Rented by: Harry Potter
Co-signer: Betsy Halvorsen
Unlike Harry Potter, who is extraordinary, Harry’s apartment is pretty regular. Since he left Hogwarts he’s been trying to stay out of the limelight. It’s a choice. He didn’t peak at 17. And no, he’s not sensitive about people suggesting that perhaps, he did. He’s also not sorry about dropping out. You show him someone who had any doors open because of their Regents diploma in wizardry. He’s going to get his GED, he just lost the paper with the instructions on how to sign up.
To some, Harry’s apartment may resemble Gryffindor’s common room, but he’s the first to assure you it is actually totally different. For starters, he has a new roommate, Rico. There was no Rico at Hogwarts. Not that Harry’d know. He barely even remembers high school.
Harry loves to show off his repurposed dining room table. Some claim it was part of the sorting ritual at Hogwarts, but Harry maintains it old barn wood. Harry’s apartment also has very unique torch accent lights which may or may not be up to Dino Drac Luxury apartment code, so don’t tell the Super.

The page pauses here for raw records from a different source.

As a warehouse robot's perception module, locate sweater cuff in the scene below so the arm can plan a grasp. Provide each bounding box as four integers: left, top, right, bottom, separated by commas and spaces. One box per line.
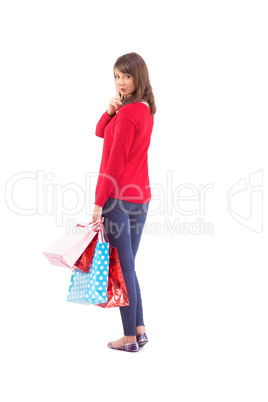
94, 196, 107, 208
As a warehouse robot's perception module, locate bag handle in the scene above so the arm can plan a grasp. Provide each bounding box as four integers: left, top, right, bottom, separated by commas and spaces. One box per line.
76, 219, 111, 247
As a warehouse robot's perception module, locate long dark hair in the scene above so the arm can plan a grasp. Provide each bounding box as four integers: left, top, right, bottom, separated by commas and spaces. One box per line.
113, 52, 156, 115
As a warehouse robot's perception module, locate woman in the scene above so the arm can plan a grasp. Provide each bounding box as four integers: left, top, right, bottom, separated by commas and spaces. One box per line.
92, 52, 156, 352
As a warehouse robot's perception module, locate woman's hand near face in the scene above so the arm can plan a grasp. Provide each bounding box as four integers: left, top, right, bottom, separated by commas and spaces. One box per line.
107, 88, 122, 116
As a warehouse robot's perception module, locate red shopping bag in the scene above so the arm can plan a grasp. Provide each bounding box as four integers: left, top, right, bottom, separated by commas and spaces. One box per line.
95, 222, 129, 308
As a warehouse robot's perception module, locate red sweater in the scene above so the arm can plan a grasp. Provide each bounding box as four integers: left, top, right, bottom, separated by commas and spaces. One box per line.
94, 102, 154, 207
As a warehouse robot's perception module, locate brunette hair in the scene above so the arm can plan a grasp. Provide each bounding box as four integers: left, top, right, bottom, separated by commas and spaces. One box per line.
113, 52, 156, 115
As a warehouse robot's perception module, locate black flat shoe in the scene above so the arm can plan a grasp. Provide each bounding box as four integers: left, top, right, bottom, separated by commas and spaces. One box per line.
137, 332, 148, 348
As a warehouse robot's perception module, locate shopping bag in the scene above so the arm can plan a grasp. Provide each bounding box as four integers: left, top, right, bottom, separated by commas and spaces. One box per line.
95, 223, 129, 308
67, 225, 109, 304
42, 219, 101, 272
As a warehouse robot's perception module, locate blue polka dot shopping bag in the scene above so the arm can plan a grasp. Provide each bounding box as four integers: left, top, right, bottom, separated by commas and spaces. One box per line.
67, 223, 109, 304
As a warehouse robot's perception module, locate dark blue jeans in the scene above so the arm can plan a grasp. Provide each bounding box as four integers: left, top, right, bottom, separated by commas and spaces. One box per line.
95, 195, 150, 336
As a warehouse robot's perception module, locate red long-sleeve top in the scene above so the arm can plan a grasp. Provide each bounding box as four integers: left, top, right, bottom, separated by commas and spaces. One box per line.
94, 102, 154, 207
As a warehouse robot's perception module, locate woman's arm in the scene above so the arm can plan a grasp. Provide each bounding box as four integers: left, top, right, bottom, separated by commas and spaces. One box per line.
95, 110, 115, 138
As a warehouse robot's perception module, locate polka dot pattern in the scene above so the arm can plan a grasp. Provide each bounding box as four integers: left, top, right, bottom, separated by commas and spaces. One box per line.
67, 241, 109, 304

The walls of Harry’s apartment are adorned with drawings and photos of Dumbledore. Harry may insist the man is actually his Grandpa Phil, but Rico knows the truth.

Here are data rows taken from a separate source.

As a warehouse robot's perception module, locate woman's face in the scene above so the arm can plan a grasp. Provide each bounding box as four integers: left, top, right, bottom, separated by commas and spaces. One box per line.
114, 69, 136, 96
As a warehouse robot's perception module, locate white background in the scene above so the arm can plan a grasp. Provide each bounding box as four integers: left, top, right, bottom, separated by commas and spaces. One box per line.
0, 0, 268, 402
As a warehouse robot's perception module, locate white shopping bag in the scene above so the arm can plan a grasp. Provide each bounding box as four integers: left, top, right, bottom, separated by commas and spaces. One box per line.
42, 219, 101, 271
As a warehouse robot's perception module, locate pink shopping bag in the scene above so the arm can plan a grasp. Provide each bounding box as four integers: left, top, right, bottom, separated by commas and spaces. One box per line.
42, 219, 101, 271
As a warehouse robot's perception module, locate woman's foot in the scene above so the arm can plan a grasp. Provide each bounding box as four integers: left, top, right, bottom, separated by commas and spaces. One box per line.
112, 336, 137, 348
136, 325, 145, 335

When Harry’s not dusting the frames of his Dumbledore picture collage, he may be found hanging out with his owl, Hedwig. She’ll never leave him.
Harry also likes to spend his time going over important papers that most certainly are not the Marauder’s Map from Hogwarts in an effort to see where all his friends have gone. He’d like to start one reading some of the books in his stacks and stacks of self-help books but it’s just too tasking a challenge to decide which one. He wants to know the secret, but he’s equally interested in how to have kick-ass ideas. You understand, it’s like a mental Chinese finger trap.
Harry looks forward to watching Arrested Development. He always looked at it as a pick me up, but then he realized that even though the Bluth’s have a crummy life, at least they have the frozen banana stand. Harry would kill for a frozen banana stand.
At the end of the day, the only thing that brings him joy is knowing that he stole the Sorting Hat, bitches.